26/06/2026
𝙅𝙚 𝙢𝙚 𝙧𝙚𝙣𝙙𝙨 𝙘𝙤𝙢𝙥𝙩𝙚 𝙦𝙪𝙚 𝙘𝙚𝙧𝙩𝙖𝙞𝙣𝙚𝙨 𝙗𝙡𝙖𝙜𝙪𝙚𝙨 𝙣𝙚 𝙢𝙚 𝙛𝙤𝙣𝙩 𝙥𝙡𝙪𝙨 𝙧𝙞𝙧𝙚…
Pendant longtemps, je les regardais sans vraiment y prêter attention. Aujourd'hui, je les regarde autrement.
Je pense par exemple à une vidéo que j’ai regardé qui expliquait que si les femmes avaient inventé les voitures, elles auraient prévu des espaces pour le maquillage et les talons, mais auraient oublié l'essentiel, comme le moteur.

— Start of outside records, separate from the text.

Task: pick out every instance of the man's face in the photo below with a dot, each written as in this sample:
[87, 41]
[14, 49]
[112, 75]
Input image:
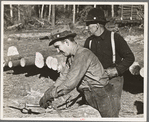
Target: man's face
[92, 28]
[62, 47]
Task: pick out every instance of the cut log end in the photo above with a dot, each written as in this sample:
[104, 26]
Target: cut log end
[39, 60]
[10, 64]
[135, 68]
[22, 62]
[13, 63]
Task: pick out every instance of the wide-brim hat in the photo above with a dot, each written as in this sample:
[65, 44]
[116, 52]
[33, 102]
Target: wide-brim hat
[95, 16]
[61, 36]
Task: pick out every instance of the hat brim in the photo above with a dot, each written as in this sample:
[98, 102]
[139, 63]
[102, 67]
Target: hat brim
[61, 38]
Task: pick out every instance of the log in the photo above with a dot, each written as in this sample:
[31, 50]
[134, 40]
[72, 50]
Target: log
[14, 26]
[12, 51]
[27, 61]
[135, 68]
[39, 60]
[13, 63]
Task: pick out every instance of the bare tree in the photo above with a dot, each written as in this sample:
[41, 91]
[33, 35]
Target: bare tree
[53, 15]
[49, 12]
[112, 10]
[74, 13]
[11, 12]
[42, 11]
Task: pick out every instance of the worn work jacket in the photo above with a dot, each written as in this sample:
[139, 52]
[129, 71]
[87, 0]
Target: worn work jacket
[102, 48]
[83, 70]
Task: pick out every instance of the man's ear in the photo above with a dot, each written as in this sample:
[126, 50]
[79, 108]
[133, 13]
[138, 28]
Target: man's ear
[67, 42]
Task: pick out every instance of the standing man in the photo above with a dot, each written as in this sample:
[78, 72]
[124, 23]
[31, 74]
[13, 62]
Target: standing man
[83, 71]
[111, 49]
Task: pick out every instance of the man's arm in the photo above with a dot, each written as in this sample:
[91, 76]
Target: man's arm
[125, 52]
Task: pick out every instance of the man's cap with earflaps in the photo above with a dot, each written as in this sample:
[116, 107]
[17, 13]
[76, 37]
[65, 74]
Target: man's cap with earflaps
[95, 15]
[60, 35]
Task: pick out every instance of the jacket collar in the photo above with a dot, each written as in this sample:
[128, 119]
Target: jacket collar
[103, 34]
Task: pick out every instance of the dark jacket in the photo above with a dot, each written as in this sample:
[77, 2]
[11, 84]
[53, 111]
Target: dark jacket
[101, 47]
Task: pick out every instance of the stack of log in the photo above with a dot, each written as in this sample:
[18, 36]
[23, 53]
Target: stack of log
[39, 59]
[131, 12]
[135, 69]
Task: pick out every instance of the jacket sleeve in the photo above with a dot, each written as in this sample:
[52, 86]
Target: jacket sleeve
[86, 44]
[125, 52]
[77, 71]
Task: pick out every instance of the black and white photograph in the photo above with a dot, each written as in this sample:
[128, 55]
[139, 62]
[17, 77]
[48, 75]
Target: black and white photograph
[77, 61]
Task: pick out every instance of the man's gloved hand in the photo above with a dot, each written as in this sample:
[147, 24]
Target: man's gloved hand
[112, 72]
[48, 97]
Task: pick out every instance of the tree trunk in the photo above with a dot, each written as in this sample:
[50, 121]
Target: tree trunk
[11, 12]
[112, 10]
[19, 13]
[13, 63]
[42, 11]
[53, 15]
[74, 13]
[49, 13]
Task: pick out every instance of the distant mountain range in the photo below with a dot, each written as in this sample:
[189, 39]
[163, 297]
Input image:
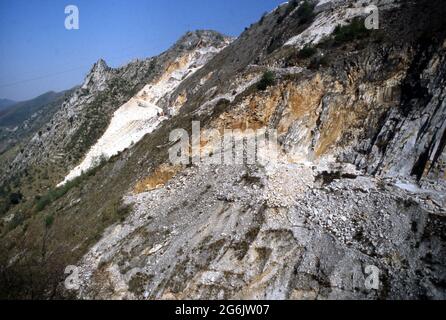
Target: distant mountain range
[14, 113]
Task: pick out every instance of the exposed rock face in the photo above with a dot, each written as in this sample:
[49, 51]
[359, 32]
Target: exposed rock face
[272, 233]
[359, 183]
[144, 112]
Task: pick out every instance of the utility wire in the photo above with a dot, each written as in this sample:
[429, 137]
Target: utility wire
[50, 75]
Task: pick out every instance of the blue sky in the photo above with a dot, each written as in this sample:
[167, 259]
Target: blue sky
[37, 53]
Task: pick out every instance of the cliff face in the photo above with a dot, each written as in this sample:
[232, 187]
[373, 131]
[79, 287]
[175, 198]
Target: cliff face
[359, 180]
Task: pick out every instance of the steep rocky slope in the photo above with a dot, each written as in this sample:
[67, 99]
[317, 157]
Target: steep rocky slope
[359, 180]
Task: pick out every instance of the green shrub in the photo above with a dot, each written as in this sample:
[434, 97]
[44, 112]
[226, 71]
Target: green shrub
[354, 31]
[49, 220]
[307, 52]
[268, 79]
[318, 62]
[305, 12]
[54, 194]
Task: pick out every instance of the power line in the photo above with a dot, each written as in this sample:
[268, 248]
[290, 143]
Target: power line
[64, 71]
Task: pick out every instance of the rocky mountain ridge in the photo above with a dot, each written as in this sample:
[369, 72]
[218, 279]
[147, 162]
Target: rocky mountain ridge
[360, 181]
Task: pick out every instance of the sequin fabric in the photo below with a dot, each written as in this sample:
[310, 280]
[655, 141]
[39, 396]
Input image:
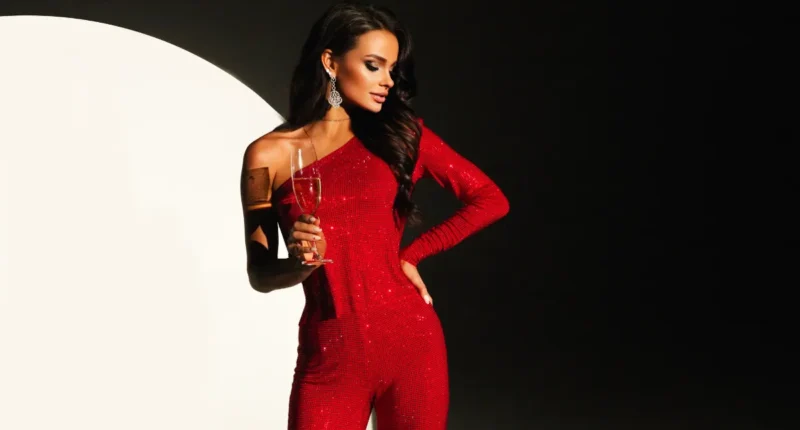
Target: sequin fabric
[366, 337]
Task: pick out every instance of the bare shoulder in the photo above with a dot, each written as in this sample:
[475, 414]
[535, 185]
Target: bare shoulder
[269, 150]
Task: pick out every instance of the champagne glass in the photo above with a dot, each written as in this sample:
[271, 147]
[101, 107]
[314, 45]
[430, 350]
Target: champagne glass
[307, 187]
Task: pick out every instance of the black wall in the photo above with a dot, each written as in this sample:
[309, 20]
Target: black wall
[640, 279]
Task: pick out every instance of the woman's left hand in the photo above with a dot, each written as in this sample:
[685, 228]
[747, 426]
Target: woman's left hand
[413, 275]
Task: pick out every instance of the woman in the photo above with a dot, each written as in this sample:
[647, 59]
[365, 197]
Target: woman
[368, 335]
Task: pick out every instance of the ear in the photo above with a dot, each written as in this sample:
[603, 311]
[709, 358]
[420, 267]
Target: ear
[328, 62]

Ou à ces nombreuses mises en scène où un homme commet une faute dans son couple et où il suffit de donner de l'argent à sa partenaire pour que tout soit pardonné.
Ou encore à cette scène de classe où les garçons racontent leurs ambitions de devenir président, médecin ou ingénieur tandis que la seule fille interrogée répond que son rêve est de devenir l'épouse du président.
Pris isolément, cela peut sembler anodin. Après tout, ce ne sont que des blagues.
Mais justement, ce n’est pas seulement de l'humour.
Ce sont aussi des récits, des représentations et des mises en scène qui participent à la manière dont nous apprenons à voir les femmes et leur place dans la société. Ils nous répètent que les femmes seraient superficielles, motivées par l'argent ou destinées à exister à travers les ambitions des hommes plutôt qu'à travers les leurs.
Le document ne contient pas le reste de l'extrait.